Kimball noted four primary areas of focus:
- ensure access to personal protective equipment
- achieve universal testing at long-term care homes
- refine admission and discharge protocols
- support facilities with staff and/or supplies
“Our goal is to test all 42,000 long-term care residents and staff across our state,” Kimball said.
Stitt said he met with leaders of a nursing home association Monday.
“Nursing homes and long-term care facilities really present unique challenges for a lot of states across the country,” Stitt said.
Indeed, The Frontier’s Kassie McClung tweeted Monday evening that 79 out of Oklahoma’s 197 coronavirus-related deaths (or 40.1 percent) can be linked to long-term care facilities.
Tuesday, the Oklahoma State Department of Health announced 10 additional deaths moments before Stitt began his press conference.
State will plan to maintain PPE climate control
Access to PPE such as gloves, masks, gowns and face shields has been of particular concern for long-term care facilities, and Kimball said deliveries from the state’s PPE stockpile started going to those facilities Monday.
“We were able to push allotments out to every facility in the state,” Kimball said. “That should supply them with five to seven days of PPE.”
The state’s stockpile is managed within a Oklahoma County warehouse to which media were granted access April 7 on the condition they would not reveal its location. As temperatures rise across Oklahoma, Secretary of Health and Mental Health Jerome Loughridge said his team will be monitoring the warehouse’s climate to ensure PPE shipments are kept under appropriate conditions. Many types of PPE contain temperature guidance for storage, which can set parameters such as -4 degrees to 86 degrees Fahrenheit.
“To the extent that is an issue, we will certainly move those and intentionally receive those shipments in (safely),” Loughridge said. “We know those are moving in on a daily basis, but to the extent that jeopardizes them we have protocols in place to make sure that we stay within the boundaries.”
After the press conference, Loughridge confirmed the warehouse’s large storage area does not have central air conditioning but that other rooms of the facility are climate controlled.
“We’ve worked far too hard (to obtain PPE shipments) to jeopardize those,” Loughridge said.
Loughridge and Stitt also answered questions about a $2 million state purchase of hydroxychloroquine made in March when some medical organizations hypothesized it could be helpful in treating COVID-19. That appears not to be the case now.
“I was being proactive to try and protect Oklahomans,” Stitt said, adding that his team relied on medical experts when deciding whether to seek the drug, as the federal government and other states were doing.
Loughridge was asked what will happen to the drug shipment now.
“As you probably know, hydroxychloroquine is useful for any number of other diseases,” Loughridge said, referencing lupus specifically. “It was not a waste.”

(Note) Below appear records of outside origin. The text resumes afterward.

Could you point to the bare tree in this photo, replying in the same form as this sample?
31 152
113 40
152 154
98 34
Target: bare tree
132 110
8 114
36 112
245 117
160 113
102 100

At the beginning of the day’s press conference, Stitt discussed a series of slides (embedded below) and emphasized his administration’s focus on data-driven decisions regarding how business sectors will re-open in May.
“If we see anything moving in another direction, we can always extend those phases out,” Stitt said of his plan, which would progress in steps every 14 days if trends remain headed downward.